3. The Spirit can be grieved.  Ephesians 4:30

4. The Spirit can be outraged.  Hebrews 10:29

5. The Spirit can be lied to.  Acts 5:34

6. The Spirit can forbid or prevent human speech and plans.  Acts 16:6-7

7. The Spirit searches everything and comprehends God’s thoughts.  1 Corinthians 2:10-11

8. The Spirit apportions spiritual gifts.  1 Corinthians 12:11

9. The Spirit helps us, intercedes for us, and has a mind.  Romans 8:26-27

10. The Spirit bears witness to believers about their adoption.  Romans 8:16

11. The Spirit bears witness to Christ.  John 15:26

12. The Spirit glorifies Christ, takes what is Christ, and declares it to believers.  John 16:14

via Justin Taylor, read the whole thing here.

Of course, if the Spirit is a Person than He must not be merely read about but experienced.  In fact, it is the primary work of the Spirit to bring experience into our lives – like of the Father’s love, or the Son’s atonement.  Let’s open up ourselves to Him.  Come Holy Spirit!

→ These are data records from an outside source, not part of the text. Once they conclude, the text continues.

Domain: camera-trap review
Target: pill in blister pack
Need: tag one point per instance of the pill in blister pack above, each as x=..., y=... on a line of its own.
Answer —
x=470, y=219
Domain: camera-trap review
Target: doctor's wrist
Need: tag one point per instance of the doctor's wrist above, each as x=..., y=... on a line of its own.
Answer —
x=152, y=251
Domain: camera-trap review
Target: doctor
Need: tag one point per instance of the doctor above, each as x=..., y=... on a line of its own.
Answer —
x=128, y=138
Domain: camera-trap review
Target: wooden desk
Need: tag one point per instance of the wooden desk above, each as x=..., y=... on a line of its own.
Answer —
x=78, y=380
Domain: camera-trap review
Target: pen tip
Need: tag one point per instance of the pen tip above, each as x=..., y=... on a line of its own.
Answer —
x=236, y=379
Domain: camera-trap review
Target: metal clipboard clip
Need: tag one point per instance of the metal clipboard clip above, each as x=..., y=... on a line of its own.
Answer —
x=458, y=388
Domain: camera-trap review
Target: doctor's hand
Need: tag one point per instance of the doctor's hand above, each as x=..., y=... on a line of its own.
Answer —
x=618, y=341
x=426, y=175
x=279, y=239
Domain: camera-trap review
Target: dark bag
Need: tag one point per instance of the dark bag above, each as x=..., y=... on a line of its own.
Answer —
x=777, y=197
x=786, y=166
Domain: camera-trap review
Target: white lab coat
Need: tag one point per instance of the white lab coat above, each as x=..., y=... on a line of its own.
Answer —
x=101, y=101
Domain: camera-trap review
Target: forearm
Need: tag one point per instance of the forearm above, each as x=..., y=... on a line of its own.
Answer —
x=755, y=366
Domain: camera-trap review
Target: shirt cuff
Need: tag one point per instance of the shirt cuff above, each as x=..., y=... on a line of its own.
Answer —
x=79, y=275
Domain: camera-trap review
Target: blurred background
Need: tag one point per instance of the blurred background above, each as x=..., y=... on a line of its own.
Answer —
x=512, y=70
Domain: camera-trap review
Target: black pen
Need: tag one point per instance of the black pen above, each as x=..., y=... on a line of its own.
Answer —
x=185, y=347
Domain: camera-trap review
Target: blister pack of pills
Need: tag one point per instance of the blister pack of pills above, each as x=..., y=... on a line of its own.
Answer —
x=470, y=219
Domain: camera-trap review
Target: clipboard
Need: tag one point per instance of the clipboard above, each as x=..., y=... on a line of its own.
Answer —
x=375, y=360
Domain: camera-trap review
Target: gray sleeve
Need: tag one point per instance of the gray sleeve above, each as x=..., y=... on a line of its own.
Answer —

3 thoughts on “How Do We Know The Holy Spirit Is A Person?

  1. Thanks for this Steve. I have no doubts that the Holy Spirit is a person but I do wonder if this is one person of the Trinity that may be more accurately described as “She” rather than “He”. Don’t know if that is controversial or not, but since “man” (before the creation of Eve from Adam’s rib) was created in the image of God; it seems to me that the Holy Spirit would best be the source for the qualities of God that Eve reflects?

    • Thanks for commenting, David. You raise an interesting question. The Holy Spirit (as far as I know) is, in Greek, neuter as a noun. This goes for the accompanying pronouns. In Greek, ‘it’ isn’t necessarily impersonal, while in English ‘it’ has strong impersonal connotations. This is, in part, why translation history in English has fairly unanimously used ‘he’. We need to know the Spirit is a Person!

      Whether ‘she’ should be used…I dunno. It’s pretty easy for me to read other agendas in that move. As for Adam and Eve, they both bear the image of God, that is completely true. But to ascribe the masculine to Father and Son, while the feminine gets pinned on the Spirit, that might be too artificial a distinction. What if it’s more complicated than that? What if its more mysterious?

  2. I’m sure it is way more complicated and mysterious. It seems to me English is wanting when it comes to expressing these spiritual mysteries. Thanks for getting me thinking about this, I would like to look into how the Hebrew addresses this.